5.4 Random Forests

Random Forests

Decision trees have a key weakness: they exhibit high variance, meaning small changes in the training data can produce very different trees. Bagging (Bootstrap Aggregating) partially addresses this issue by creating a large number of decision trees from different bootstrap samples of the training data and then averaging their predictions.

Random forests help with the variance issue even more by taking the bagging approach and adding one more tweak. To fit a random forest, start the same way as bagging: build a large number of decision trees using bootstrapped training samples. But each time a split in a tree is considered, a random sample of only \(m = \sqrt{p}\) predictors is chosen as candidates for the split (p is the total number of predictors). A fresh sample of m predictors is taken at each split.

How does this help with the variance issue? Suppose for example that there’s one very strong predictor in the data set, along with a number of other moderately strong predictors. Then for bagging, most or all of the trees will use this strong predictor in the top split. Consequently, all the bagged trees will look quite similar, so each tree’s predictors will be highly correlated. Averaging many highly correlated quantities does not lead to as large of a reduction in variance as averaging many uncorrelated quantities. This is why bagging may not lead to a substantial reduction in variance, but random forests will.

Fit a Random Forest

Continuing from 5.3, take the boston data set. Use randomForest to fit a random forest, with mtry set to 4 (a random sample of just 4 predictors are considered for each split in each tree).

  1. Which explanatory variables were found to be most important according to the random forest?

  2. Which explanatory variables were not found to be important?

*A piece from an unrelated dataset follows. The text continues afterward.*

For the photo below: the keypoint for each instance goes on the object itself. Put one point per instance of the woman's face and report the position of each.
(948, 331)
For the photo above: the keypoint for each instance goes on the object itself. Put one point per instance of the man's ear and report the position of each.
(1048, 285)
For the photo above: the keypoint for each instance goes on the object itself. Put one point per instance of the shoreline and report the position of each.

  3. Compare your answers for A and B to the explanatory variable importance you found with bagging (5.3). Do you find the same variables are most and least important?

  4. Which suburb in the test data set is predicted to have the highest median value? Why is it predicted to have such a high median value?

  5. Which suburb is predicted to have the lowest median value? Why is it predicted to have such a low median value?

  6. Find the mean squared error (MSE) for the test data set, and report the MSE for the regression tree (in 5.3), the bagging approach (5.3), and the random forest. Does bagging offer improvements over using one regression tree, and does random forests offer improvements over bagging?